From the City to the Bush: Our First Summer

We made it through our first year!

It seems like a lifetime now, but a year and a half ago, my late husband and I first decided to move from our home of 16 years in Toronto to a large acreage in Northern Ontario. We talked at length about the transition from the city to the bush. We realized that it would probably take a full calendar year – firsthand experience with each of the four seasons – before we would really have a handle on what we had gotten ourselves into. Without his humour, his love and, frankly, his muscle, the challenges of each season have indeed proven to be more than I expected when I first signed on.

Back in Toronto, in the wake of my husband’s sudden passing and the early days of my grief, I put one foot in front of the other, far too busy with the move and all the paperwork that attends death to think about the work ahead. I only longed to be in nature where I could heal.

My then seven-year-old son and I arrived towards the end of July, shell-shocked and heartbroken, yes, but also gobsmacked by the natural beauty that surrounds us. Our arrival was also a bit of a rude awakening. I scanned the mess on the property left by the previous owners: heaps of garbage, decaying machinery, stacks of old tires, overgrown trails and dead trees. And then there was the unfinished state of the house. I’ll never forget the looks on family and friends’ faces when they saw it for the first time. It wouldn’t have been a big deal with my husband here – he was very handy – but, well…

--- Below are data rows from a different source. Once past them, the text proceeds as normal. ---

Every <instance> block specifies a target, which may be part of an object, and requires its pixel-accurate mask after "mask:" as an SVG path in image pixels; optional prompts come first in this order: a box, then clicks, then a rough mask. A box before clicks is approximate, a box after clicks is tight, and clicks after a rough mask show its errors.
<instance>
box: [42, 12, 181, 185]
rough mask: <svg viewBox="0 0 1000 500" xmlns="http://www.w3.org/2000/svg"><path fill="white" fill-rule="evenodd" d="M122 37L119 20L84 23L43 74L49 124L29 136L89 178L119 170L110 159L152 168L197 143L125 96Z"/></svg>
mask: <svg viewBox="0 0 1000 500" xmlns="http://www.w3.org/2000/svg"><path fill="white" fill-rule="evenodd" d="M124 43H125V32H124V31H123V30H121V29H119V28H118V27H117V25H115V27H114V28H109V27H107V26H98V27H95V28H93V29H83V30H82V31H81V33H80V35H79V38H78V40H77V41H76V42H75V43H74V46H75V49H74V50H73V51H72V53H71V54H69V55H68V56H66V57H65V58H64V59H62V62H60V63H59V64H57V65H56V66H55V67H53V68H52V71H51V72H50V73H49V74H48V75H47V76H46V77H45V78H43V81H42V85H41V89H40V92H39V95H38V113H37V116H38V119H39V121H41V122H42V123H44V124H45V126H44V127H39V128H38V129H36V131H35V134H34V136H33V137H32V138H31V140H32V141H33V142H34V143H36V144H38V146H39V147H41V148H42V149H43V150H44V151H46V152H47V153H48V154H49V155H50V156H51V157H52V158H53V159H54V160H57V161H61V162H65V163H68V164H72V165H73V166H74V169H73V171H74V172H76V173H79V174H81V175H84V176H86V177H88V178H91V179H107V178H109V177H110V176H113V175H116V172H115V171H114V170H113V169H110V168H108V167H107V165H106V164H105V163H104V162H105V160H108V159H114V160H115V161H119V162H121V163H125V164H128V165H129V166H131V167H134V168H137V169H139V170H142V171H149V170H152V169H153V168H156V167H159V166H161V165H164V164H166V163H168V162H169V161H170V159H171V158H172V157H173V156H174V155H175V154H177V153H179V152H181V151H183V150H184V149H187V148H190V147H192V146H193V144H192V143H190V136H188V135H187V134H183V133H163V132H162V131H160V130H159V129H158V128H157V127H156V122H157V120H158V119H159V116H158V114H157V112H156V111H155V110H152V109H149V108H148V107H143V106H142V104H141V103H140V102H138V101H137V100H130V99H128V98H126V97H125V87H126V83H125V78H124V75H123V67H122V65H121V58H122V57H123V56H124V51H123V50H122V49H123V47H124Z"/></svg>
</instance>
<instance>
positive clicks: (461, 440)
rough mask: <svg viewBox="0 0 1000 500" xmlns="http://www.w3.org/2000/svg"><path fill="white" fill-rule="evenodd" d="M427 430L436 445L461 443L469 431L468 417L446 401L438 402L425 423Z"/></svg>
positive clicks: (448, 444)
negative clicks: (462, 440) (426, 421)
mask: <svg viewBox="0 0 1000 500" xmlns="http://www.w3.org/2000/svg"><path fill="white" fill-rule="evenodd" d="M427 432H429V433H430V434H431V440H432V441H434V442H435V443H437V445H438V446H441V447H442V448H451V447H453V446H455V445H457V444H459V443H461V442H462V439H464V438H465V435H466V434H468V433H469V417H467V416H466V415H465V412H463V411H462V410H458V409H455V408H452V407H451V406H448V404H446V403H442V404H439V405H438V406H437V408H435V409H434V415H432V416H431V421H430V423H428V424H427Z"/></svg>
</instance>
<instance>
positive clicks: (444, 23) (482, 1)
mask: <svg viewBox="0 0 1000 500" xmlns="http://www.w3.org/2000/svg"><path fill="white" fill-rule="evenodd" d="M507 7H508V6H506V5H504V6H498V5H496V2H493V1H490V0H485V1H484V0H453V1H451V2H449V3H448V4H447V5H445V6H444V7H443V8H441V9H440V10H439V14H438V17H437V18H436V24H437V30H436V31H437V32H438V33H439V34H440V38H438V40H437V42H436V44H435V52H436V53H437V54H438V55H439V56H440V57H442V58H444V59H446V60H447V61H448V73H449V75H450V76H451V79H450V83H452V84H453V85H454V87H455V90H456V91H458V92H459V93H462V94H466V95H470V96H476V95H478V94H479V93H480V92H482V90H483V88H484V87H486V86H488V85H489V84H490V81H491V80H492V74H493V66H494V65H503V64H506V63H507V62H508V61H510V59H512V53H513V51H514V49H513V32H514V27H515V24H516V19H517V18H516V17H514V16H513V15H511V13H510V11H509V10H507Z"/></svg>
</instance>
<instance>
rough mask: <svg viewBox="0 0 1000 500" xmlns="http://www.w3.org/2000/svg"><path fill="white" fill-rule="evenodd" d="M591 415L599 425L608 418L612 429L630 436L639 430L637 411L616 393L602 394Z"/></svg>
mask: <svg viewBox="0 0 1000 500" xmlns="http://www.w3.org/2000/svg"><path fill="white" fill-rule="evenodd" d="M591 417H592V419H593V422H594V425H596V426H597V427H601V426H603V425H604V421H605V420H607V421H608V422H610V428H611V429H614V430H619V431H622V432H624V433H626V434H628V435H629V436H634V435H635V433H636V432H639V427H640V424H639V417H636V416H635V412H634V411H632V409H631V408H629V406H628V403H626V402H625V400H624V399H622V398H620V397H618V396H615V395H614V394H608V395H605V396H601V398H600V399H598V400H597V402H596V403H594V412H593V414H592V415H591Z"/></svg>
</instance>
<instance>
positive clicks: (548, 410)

In the time before school started, I spent my mornings being productive and afternoons noodling around the property and the area with my son. We visited every hardware store, chip truck and ice cream shop within an hours’ drive. We hung out at the beach and even drove two hours for a private, invite-only music festival in Haliburton. We ventured down a gravel road that looked for all the world like a shortcut on the map, only to find that it degraded into a mucky, messy trail through a swamp. (I later learned that my neighbours did the exact same thing when they first arrived eight years ago.)

My son got a tire swing, two puppies and a cat to help smooth the transition to a world that was vastly different from the only home he had ever known. The timing for adding three new animals to the household was less than ideal, but it was a promise that I just couldn’t break given everything my little boy was going through. The parrot we’ve had for 18 years didn’t seem to mind – he was grooving on the amazing view.

I set up my son’s temporary, pre-renovation bedroom:


I worked to get a new roof put on the house:


I had the fallen-down deck removed from the back of the house where it had been left to rot after collapsing under the weight of snow years ago. Not to mention hiring a crane to move the gazebo that stood precariously on broken concrete pillars, held up only by a 2×4, before it could squash my child or the animals.


I consulted contractors about the safety of the house (my son’s bedroom floor was bouncy) and got quotes for renovations.

Seriously, check out these stairs: 20150814_123622

Now, imagine carrying a laundry basket up and down – well…up…picture carrying folded laundry up the stairs. I threw the dirty laundry down.


Amidst our mourning and the work and the worry, we had campfires as often as we could. My boy – so much his father’s son – was skeptical at first, but finally pretty impressed that his mom could start a campfire and carve a marshmallow-roasting stick.


Those first few months were about getting settled into our new life, of course, but also forging a new dynamic with just the two of us. There were arguments and tears, but laughter and smiles and cuddles, too.

Also, banana bread.


Are You Happy?

In recent weeks, I’ve been asked the same question by a number of friends and loved ones:

Are you happy, Karen?

Each person seemed hesitant to ask under the circumstances, and I guess I can understand why. The short answer is: Yes, I am happy.

Do I wish things were different and that my husband and father of my son were here with us? Of course I do. I miss that man and cry for him every single day, over big things, but especially with the little things that I know he would get a kick out of. I still get angry that the man I loved was robbed of this experience that he worked so hard to make happen, but I am deeply grateful to have landed here, safe and secure. I half expect him to walk out of the trees, but I am learning to carry on without him.

I don’t believe in ghosts or angels. However, when my son asked the important question of where Daddy is now, I told him that nobody knows what happens after we die, but I like to think he’s all around us.

It’s true: I do like to think that, and I look for signs that support my narrative. It helps to keep him with us, part of the daily conversation, always with us, poking someone with a stick to get a reaction. He’s my forest imp now, my own personal Puck, up to his old mischievous self. Playing tricks like dumping snow from a branch on someone’s head or making the campfire smoke chase me around in circles, but also watching over us and rooting for us as we carve out a new life. Maybe I’m fooling myself, but who cares if I am?


Nature heals. And nature inspires.

I’m happy. We’re happy. My son is thriving in his new school. We are forming new relationships here and continue to welcome old friends and family to our home just like we always have. We have the dogs and the cat we always wanted. My back feels strong. We’ve explored our surroundings by foot, canoe and snowmobile, and have only seen a fraction of what’s out there. I’m writing again, and making a strategic plan for the future. My stress level is significantly reduced; certainly nothing a drive on a country road or a walk in the woods can’t take care of.

Yes, we’re very happy. Coming here was the right decision. Thank you for asking.